TD Bank

TD Bank: Banks Crave Immediacy in Mobile Payments, Other Kinds

August 17, 2024         By: Steven Anderson

Getting a handle on what banks want to see can be a very helpful study, especially for those who would sell things to corporate CFOs and treasurers. Of likely particular help to those merchants is a recent study from TD Bank, who revealed just what banks desire, and what’s holding them back as well.

The big news is immediate payments. Whether for mobile payments or any other class, real-time payments are proving especially desirable. Almost half-42 percent-of respondents considered these capabilities, added to online banking, to be the single biggest positive impact source for the next three to five years of operation.

It wasn’t just real-time payments that would deliver big change; 20 percent expected AI and machine learning to be big sources of change, while blockchain came in for 11 percent. Rounding out the list was biometrics at a meager, but still present, four percent.

Yet there were problems as well. Outdated infrastructure was cited by 36 percent of respondents to the study. Seventy-four percent called for the addition of a mobile app for business banking.

TD Bank’s head of corporate products and services Rick Burke noted “One of the largest impediments to today’s payments industry is that change is happening faster than organizations can realistically accommodate it. Sending and receiving corporate payments is a complex process and one that it is not yet as nimble as consumer payments. As more CFOs and treasurers use immediate payment schemes in their personal financial transactions, the demand for commercial availability will also rise, and financial institutions and businesses need to be prepared to accommodate that expectation.”

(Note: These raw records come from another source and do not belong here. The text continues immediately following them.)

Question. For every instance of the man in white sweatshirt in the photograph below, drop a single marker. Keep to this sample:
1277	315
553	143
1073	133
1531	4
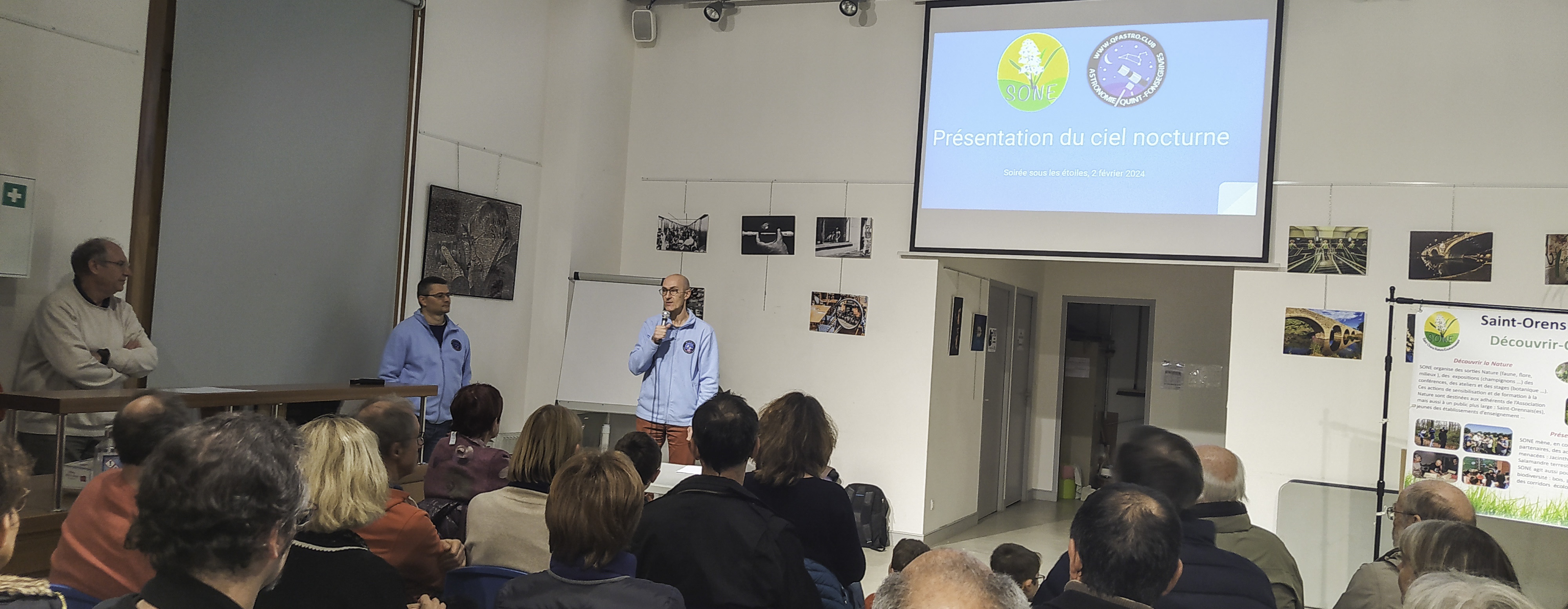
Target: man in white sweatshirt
82	338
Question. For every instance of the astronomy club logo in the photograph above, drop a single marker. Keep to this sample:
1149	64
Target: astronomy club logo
1442	330
1127	68
1033	71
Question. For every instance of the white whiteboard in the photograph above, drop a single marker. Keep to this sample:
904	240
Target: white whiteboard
601	330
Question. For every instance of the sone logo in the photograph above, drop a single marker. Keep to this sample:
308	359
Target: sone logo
1127	68
1033	71
1442	330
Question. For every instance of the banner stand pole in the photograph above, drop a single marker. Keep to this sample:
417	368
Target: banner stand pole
1382	451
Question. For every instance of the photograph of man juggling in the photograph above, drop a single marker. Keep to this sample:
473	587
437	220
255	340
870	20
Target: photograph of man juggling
678	357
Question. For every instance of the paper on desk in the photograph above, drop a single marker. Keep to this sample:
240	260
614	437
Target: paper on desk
208	391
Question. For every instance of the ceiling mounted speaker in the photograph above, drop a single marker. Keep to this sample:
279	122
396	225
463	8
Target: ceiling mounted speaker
645	27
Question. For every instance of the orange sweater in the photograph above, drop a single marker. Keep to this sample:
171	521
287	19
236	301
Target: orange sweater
408	540
92	554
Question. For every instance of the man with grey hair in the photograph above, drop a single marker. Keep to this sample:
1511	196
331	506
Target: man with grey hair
1464	591
1222	503
949	580
82	338
1376	584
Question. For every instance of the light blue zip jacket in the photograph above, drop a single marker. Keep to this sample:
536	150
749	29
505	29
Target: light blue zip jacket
680	373
415	357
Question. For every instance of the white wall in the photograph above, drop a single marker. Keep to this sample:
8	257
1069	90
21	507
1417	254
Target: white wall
521	103
70	120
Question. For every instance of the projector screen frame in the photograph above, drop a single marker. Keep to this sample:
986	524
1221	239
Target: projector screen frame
1269	159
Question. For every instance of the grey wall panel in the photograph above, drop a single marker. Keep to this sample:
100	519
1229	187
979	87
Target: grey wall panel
283	191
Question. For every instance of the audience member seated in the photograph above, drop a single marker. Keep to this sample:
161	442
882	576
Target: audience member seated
1376	584
217	506
18	592
711	537
507	526
1443	545
1214	578
645	456
463	465
405	537
1464	591
92	554
1018	562
796	438
1123	550
902	553
328	564
1224	490
948	580
595	504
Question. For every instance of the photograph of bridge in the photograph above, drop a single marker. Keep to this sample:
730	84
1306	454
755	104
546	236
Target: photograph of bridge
1451	256
1324	333
1327	250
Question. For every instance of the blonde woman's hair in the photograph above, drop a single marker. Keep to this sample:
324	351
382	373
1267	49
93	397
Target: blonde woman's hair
551	435
344	471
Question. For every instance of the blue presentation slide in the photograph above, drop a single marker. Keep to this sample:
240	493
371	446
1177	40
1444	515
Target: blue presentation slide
1160	118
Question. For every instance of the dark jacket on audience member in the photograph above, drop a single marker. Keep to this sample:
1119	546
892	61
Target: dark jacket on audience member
173	591
1211	578
18	592
573	586
1076	595
722	547
335	570
824	523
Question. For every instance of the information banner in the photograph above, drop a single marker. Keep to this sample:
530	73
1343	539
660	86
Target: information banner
1489	410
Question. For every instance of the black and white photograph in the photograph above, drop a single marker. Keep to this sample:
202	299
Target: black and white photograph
1426	465
838	313
683	235
695	302
1451	256
471	241
1327	250
768	235
844	238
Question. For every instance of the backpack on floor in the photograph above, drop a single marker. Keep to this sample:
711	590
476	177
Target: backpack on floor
871	515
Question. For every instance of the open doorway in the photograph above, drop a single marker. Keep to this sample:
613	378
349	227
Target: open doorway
1105	384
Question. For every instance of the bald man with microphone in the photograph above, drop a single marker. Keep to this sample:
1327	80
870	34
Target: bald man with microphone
678	357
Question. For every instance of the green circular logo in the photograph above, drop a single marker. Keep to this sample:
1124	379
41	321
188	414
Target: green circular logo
1033	71
1442	330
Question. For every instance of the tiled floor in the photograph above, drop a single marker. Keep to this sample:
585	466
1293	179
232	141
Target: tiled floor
1036	525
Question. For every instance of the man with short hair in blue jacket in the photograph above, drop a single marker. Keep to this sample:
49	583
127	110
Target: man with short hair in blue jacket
678	357
430	349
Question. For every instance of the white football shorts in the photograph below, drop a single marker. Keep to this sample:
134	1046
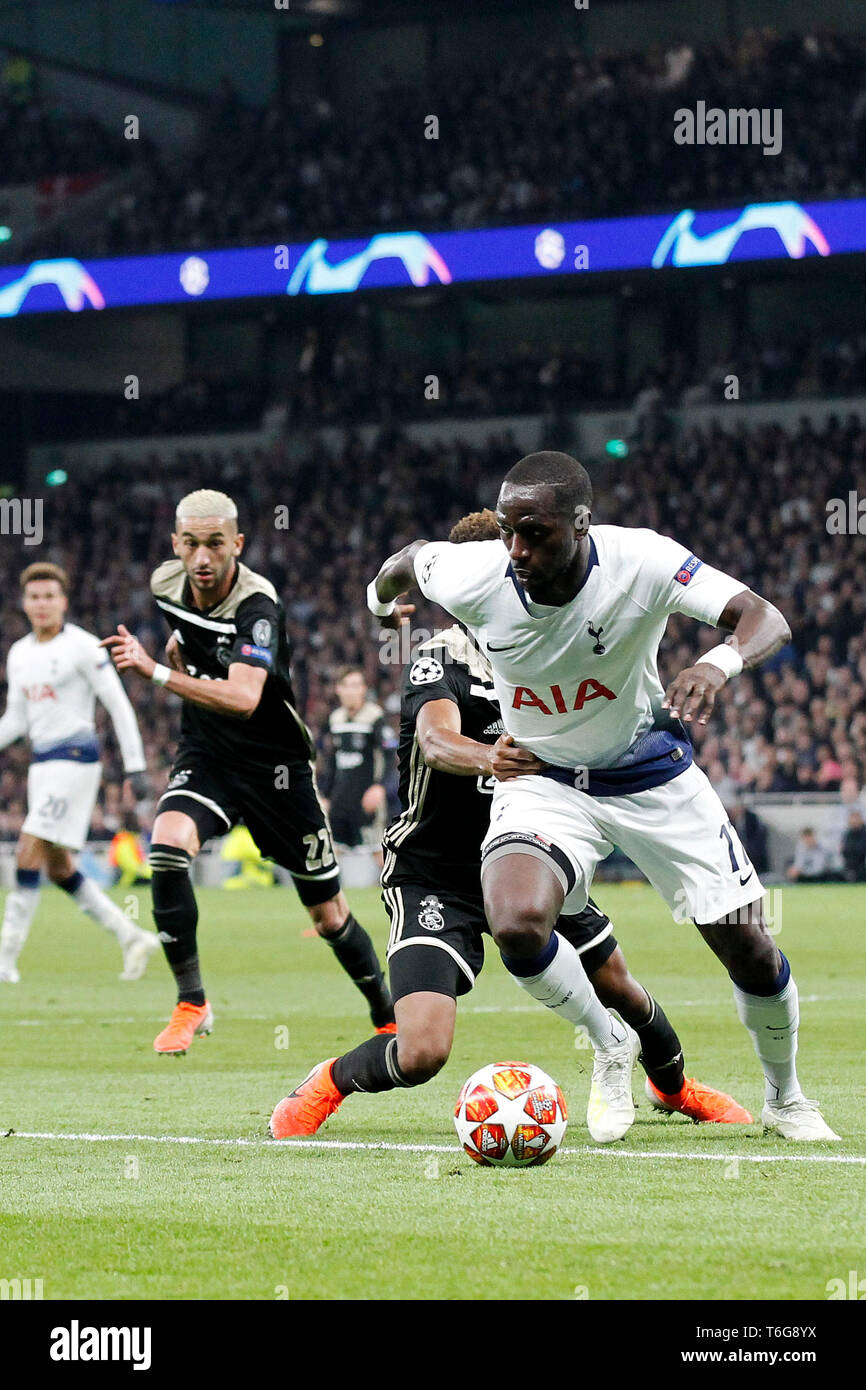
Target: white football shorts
679	834
60	797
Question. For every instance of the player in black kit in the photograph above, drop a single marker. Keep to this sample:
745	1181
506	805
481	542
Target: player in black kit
245	755
431	886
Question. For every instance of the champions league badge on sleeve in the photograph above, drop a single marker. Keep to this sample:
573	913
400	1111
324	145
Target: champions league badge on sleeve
426	670
687	569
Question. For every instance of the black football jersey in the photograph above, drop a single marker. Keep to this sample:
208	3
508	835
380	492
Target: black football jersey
444	819
246	626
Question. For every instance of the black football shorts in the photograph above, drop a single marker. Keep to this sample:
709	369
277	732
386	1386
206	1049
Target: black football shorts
281	812
445	931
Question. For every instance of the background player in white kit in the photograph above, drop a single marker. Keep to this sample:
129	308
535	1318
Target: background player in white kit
54	676
570	617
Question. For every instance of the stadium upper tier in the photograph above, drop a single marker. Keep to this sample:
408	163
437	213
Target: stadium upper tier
555	135
751	501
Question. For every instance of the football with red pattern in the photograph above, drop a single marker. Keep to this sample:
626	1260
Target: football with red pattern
510	1115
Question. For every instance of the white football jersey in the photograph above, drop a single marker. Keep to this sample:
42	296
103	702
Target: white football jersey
52	692
577	684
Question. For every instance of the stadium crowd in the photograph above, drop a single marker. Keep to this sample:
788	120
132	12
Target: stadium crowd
748	501
563	134
339	382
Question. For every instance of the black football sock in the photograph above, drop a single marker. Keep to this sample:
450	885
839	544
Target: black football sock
660	1051
175	913
356	954
373	1066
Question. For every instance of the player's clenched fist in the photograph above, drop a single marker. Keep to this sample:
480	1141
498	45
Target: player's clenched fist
128	653
692	692
509	761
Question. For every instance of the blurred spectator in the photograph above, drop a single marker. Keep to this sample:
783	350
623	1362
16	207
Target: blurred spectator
553	134
797	724
811	862
854	848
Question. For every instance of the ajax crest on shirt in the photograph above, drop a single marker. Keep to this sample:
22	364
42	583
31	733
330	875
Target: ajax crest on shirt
430	915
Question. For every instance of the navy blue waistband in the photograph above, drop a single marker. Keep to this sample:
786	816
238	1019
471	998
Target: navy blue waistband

Basically, it’s time for banks to step up their upgrade processes and meet the needs of their customers. It’s good to know that the spirit is willing on this one, even if the flesh of budgets might not be so eager to accommodate. However, with upstart banks going online-only in a bid to pursue the same business—and often providing those real-time payments, blockchain, and other services customers want—it’s obvious banks will have little choice but to upgrade or risk losing customers.

Hopefully, the banks will see their mistakes and advance before it’s too late. There’s a lot at stake here, and they need to get off the metaphorical-and literal-dime on this one.